Claditis could not recall specifically seeing this cover sheet on the test packet on April 30, although he noted the test booklets, to his knowledge, all include it. Claditis noted that he typically does not give oral instructions to small groups of test takers, and that the test does not include express time limits. The Grievant could not recall seeing, on April 30, the instructions cited above, and stated that she felt the admonition printed in caps above was significant. Grosso recalled that she asked Claditis to repeat something he had told them and that Claditis responded that he could not repeat anything. She affirmed the Grievant's testimony that Claditis did not, in any fashion, warn them about "faking" or "lying" on their responses. She noted that she completed the test quickly, because it did not require any thinking or calculating. Grosso also noted that on their way back home, the Grievant complained that Claditis had rushed her. Grosso could not recall seeing the cover sheet admonition cited above, but could recall some of the material stated on it.
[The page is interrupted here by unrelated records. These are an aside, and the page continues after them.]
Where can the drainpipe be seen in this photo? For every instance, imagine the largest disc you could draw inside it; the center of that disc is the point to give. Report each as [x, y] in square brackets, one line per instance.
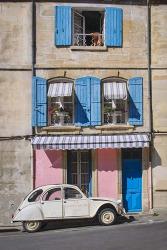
[33, 35]
[150, 181]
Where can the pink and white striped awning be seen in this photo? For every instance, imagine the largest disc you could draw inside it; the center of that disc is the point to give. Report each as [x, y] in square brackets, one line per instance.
[76, 142]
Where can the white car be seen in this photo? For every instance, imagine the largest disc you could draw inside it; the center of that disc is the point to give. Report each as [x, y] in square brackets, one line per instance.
[56, 202]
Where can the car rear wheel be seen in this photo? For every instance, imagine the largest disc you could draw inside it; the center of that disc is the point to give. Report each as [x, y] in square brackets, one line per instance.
[32, 226]
[107, 217]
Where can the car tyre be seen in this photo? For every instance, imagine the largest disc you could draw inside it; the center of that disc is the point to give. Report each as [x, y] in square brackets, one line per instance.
[107, 217]
[32, 226]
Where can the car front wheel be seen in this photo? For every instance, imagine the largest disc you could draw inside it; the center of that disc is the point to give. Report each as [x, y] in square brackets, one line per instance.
[107, 217]
[32, 226]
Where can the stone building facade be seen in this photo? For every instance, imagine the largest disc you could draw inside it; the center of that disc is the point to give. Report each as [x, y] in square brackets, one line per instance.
[31, 48]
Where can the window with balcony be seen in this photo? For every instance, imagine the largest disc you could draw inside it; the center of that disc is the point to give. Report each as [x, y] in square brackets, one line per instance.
[88, 26]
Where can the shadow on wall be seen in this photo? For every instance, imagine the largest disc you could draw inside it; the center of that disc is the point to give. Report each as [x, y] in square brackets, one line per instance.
[156, 160]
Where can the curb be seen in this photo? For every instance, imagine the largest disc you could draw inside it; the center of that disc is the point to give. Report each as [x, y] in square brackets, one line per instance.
[9, 229]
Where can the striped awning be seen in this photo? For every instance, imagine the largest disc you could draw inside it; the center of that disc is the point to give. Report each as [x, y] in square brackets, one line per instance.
[60, 89]
[73, 142]
[115, 90]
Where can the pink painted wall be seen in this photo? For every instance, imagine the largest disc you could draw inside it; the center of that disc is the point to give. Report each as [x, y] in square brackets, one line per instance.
[48, 167]
[107, 173]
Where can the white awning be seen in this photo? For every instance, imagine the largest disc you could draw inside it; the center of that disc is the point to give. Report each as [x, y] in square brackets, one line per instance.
[72, 142]
[115, 90]
[60, 89]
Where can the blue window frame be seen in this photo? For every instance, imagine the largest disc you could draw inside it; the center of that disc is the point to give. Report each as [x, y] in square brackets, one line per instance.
[80, 27]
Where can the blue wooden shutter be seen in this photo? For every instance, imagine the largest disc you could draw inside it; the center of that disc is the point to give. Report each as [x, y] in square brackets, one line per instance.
[39, 102]
[136, 101]
[113, 27]
[63, 25]
[82, 101]
[95, 101]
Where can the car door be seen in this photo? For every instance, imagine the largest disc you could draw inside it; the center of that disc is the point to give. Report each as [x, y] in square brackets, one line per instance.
[52, 204]
[75, 204]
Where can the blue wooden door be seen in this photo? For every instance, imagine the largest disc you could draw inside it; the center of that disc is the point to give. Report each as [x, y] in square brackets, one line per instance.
[79, 170]
[132, 185]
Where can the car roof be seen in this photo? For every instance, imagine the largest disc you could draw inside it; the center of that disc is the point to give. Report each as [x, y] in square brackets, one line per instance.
[45, 187]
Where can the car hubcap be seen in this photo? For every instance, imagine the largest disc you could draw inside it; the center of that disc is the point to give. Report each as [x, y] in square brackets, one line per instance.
[108, 217]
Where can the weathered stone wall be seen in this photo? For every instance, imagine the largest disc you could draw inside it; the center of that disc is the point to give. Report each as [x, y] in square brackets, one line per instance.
[15, 106]
[159, 36]
[15, 35]
[132, 54]
[15, 176]
[159, 91]
[15, 103]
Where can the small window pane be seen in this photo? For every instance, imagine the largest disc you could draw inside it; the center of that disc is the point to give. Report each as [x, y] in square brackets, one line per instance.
[53, 194]
[35, 196]
[71, 193]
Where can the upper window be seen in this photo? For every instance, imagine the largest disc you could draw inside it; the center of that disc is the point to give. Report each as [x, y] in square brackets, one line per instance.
[60, 102]
[115, 107]
[88, 27]
[55, 106]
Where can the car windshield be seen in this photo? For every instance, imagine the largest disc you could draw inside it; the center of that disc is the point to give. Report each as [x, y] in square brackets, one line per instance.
[35, 196]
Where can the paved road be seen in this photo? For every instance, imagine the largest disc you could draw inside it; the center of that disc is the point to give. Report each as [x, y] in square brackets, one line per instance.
[125, 236]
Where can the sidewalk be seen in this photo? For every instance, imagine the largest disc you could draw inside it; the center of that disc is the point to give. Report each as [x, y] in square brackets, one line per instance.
[158, 215]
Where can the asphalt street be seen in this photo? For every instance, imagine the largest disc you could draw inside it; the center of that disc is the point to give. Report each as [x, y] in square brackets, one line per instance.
[151, 236]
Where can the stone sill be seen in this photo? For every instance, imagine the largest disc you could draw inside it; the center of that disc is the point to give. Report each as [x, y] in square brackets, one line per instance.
[115, 127]
[89, 48]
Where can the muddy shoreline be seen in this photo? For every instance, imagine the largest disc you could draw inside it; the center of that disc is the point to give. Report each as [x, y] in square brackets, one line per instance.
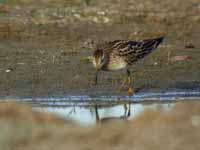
[45, 51]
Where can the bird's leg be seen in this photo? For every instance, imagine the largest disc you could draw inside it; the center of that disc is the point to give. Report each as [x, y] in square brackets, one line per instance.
[125, 109]
[129, 110]
[96, 77]
[128, 76]
[130, 89]
[126, 80]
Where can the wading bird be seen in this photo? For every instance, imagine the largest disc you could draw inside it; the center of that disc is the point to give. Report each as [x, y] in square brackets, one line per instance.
[120, 54]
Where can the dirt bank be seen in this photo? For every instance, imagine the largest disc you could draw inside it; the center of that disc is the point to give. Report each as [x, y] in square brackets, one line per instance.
[45, 45]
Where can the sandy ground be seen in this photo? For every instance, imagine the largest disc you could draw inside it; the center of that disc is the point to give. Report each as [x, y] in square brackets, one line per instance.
[178, 128]
[45, 45]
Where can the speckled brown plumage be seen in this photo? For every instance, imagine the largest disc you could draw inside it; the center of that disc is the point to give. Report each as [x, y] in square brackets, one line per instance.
[119, 54]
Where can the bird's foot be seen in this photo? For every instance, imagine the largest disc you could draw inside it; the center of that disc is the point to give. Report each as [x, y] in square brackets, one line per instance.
[130, 91]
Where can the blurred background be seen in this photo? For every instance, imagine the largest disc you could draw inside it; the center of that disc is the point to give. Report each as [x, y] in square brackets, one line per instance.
[45, 52]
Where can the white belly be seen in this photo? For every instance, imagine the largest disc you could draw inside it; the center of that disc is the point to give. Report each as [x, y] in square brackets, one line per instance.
[117, 64]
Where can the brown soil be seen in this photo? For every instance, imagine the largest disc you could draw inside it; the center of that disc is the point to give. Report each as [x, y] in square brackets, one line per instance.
[177, 129]
[45, 45]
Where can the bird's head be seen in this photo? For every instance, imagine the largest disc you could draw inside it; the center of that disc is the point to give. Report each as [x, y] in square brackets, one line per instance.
[99, 59]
Events Following the PCI Test

Sometime after the test, Waugus individually informed the Grievant and Grosso that they had not passed the test. Grosso had no desire to repeat the experience, and left the matter there. The Grievant pressed Waugus for detail, and was informed she had received no score from PCI, and that this amounted to a failing score. She pressed Waugus further, and was informed that not being truthful or trying to "beat the test" could yield such a result.

On June 9, 19 and 30, 1997, the County posted CCO positions. The Grievant was the only unit applicant to sign the June 9 posting, which was for a 50% FTE position. The position ultimately became full time. Sometime after she signed the posting, the County informed her that it was going to hire off of the eligibility list generated through PCI testing in April and May. Her failure on the April 30 test excluded her from that list and from further consideration for the June 9 and subsequent postings.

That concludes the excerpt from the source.